Her insanın sabrı öğreniş şekli farklıydı hayatta. Kimi varlıkla, kimi yoklukla öğreniyordu. Kimi ailesiyle, sevdasıyla, vatanıyla ; kimi malıyla, canıyla, sağlığıyla imtihanını veriyordu. Lakin hepsinde ortak olan bir şey vardı: acı. Bu acı kişiyi isyana sürüklemezse Cennetle ödüllendiriliyordu. Şikayet edilmeyip teslimiyet gösterilirse Rabb tarafından nimetlendiriliyordu insan.
Kiminin imtihanı öyle ağırdı ki.. Ama yüreği de öyle sağlamdı ki!
💐
"Koş koş!" deyip gülerek Eymen Mahir'e baktı Nidal. Bir yandan da eliyle çabuk olup gelmesini işaret ediyordu.
"Geldim!" diyerek telaşla kızın yanına koştu, arasına uygun bir mesafe bırakıp biraz ötesinde dikildi ve gülümsedi genç adam. Geri sayımın bitmiş olduğunu düşünerek "Bu kez olmuş olsun lütfen." dedi ve kameraya doğru yürüdü, Nidal de hemen peşinden yürüyordu.

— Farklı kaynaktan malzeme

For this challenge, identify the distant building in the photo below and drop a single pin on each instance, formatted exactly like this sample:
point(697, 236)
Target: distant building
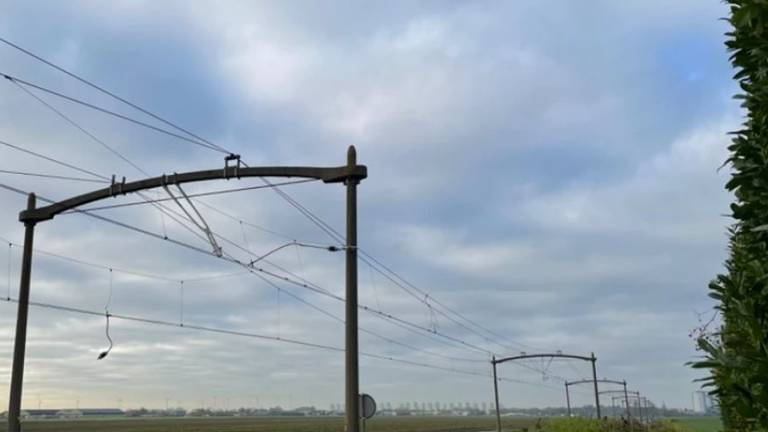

Eymen Mahir kamerayı koydukları yerden alıp son çekilen fotoğrafı açtı, yakınlaştırdı. "Sonunda!" diye derin bir nefes verdiğinde yanından kameraya bakmaya çalışan kız da gülümsüyordu.
"Bakayım."
Kamerayı kızın ellerine verip onun da fotoğrafa bakmasına izin verdi. "Çok güzel bu fotoğraf." diye hayranlıkla gözlerini açtı Nidal. "Ben de istiyorum bunların bende olmasını."
Eymen Mahir kamerayı geri alıp çantasına yerleştirdi, boynuna astı. "Ben hallederim o kısmını da."
"Çok teşekkür ederim Eymen Mahir." dedi suratındaki tebessüm eşliğinde Nidal. Aksa'yı ziyaret etmiş olmak içini öylesine bir coşkuyla doldurmuştu ki çocuklar gibiydi buraya adım attığından beri. Namaz kılmışlardı, imamın sohbetini dinlemişlerdi, dua etmişlerdi, çocuklarla oynamışlardı ve fotoğraf çekilmişlerdi.
"On dakika daha şurada oturup doya doya etrafa bakalım, havasını soluyalım. Sonra da gideriz yavaş yavaş. Olur mu?"
"Olur." dedi Nidal ve Eymen Mahir'in adımlarını takip etti. Çimlerin üzerine oturup dedikleri gibi etrafı seyredurmuşlardı. Bu güzel atmosfere doymaya çalışıyorlardı.
Biraz ötelerinde bir adamın ve etrafında çember oluşturup oturmuş bir düzine kadar çocuğun da çimlere oturmuş sohbet ettiklerini gördü Nidal. Az sonra adamın sesi net bir şekilde onlara da ulaşır olmuştu. Bakışları etrafta, kulakları adamın yüreğe işleyen sesinde, oturdular on beş dakika.
" Sabır; 'Rabbin için sabret' (Müddessir Suresi, 7) ayetinden de anlaşılacağı gibi yalnızca Allah rızası içindir çocuklar. İnsan ancak Allah'a olan imanı ve yakınlığı oranında sabır gösterebilir. Karşılaştığı olumsuz olaylarda gösterdiği güzel ahlak süreklidir.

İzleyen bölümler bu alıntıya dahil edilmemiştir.